Relocalization techniques are still actively studied, subject to all the same visual limitations as ad-hoc visual inertial odometry. For instance, a map built in the afternoon might have dramatically different lighting characteristics over one captured in the morning. Lastly, world-scale relocalization is useful for context-aware experiences where systems might disambiguate the difference between home and office modes. A full topic unto itself but worth a brief mention, outdoor relocalization is usually cloud and GPS-assisted and a prime candidate for recent deep-learning techniques (world-scale maps might be a little too big for device memory!).
Conclusion & Outlook
Consumer-ready inside-out tracking is a challenging domain complicated by sub-optimal commodity hardware and unconstrained environments. In the short term, monocular VIO systems are unlikely to compete directly in head-worn systems where the complexity of the problem dictates careful hardware engineering. On the flip side, with dedicated inside-out hardware on the horizon, low-cost proxy systems empower an impressively-sized technical audience with an experimental sandbox for the upcoming generation of untethered AR/VR systems.

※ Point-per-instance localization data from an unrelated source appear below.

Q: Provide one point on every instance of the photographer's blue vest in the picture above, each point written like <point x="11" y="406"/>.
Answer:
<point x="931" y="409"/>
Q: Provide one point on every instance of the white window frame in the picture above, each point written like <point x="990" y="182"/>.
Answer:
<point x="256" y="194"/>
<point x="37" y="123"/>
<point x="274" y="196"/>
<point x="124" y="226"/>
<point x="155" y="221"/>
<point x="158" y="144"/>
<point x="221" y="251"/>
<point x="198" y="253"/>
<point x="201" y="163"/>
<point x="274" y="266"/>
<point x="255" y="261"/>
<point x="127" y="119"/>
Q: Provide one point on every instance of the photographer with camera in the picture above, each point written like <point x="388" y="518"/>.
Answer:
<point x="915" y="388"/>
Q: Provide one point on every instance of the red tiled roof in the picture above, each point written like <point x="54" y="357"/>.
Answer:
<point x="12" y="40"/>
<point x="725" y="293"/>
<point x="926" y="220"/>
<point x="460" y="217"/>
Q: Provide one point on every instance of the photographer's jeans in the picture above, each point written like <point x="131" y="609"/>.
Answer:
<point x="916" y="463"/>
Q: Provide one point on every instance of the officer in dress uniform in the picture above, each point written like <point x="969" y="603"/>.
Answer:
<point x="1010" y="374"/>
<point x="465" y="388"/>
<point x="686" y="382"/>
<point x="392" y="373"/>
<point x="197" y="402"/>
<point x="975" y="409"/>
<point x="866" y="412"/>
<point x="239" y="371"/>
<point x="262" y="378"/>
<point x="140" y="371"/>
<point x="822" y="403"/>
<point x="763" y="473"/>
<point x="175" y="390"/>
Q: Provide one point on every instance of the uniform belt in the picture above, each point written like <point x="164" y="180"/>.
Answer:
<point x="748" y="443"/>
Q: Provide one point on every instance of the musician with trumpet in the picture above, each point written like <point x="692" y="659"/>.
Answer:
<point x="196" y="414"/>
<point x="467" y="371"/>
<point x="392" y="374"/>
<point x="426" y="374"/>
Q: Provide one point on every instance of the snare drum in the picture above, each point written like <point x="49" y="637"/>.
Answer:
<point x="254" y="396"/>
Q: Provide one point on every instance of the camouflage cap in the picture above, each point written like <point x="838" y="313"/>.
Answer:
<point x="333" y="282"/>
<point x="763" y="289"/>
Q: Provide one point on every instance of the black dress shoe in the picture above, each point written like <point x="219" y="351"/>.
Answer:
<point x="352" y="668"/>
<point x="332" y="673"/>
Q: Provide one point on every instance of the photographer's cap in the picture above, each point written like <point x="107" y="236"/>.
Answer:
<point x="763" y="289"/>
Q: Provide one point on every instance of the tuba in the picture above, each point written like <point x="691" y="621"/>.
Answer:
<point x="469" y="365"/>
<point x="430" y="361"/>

So what's next for developers? Beyond 6DoF, handheld devices and tethered VR headsets provide us with the first level of spatial understanding. Whether AR or VR, the industry has been armed with accessible technology to think "beyond the game level," where experiences can be crafted with procedural content derived from the environment. Next-gen applications will undoubtedly employ a wide array of new techniques for human and environmental perception, including semantic understanding, multi-modal input, and medium-native content authoring tools.
For further reading, Michael Abrash has a worthy post on open challenges in the broad AR/VR space; Matt Miesnieks recently published a similar post containing more historical context; and lastly, Tomasz Malisiewicz compiled a comprehensive overview in 2016 on state-of-the-art pose estimation algorithms.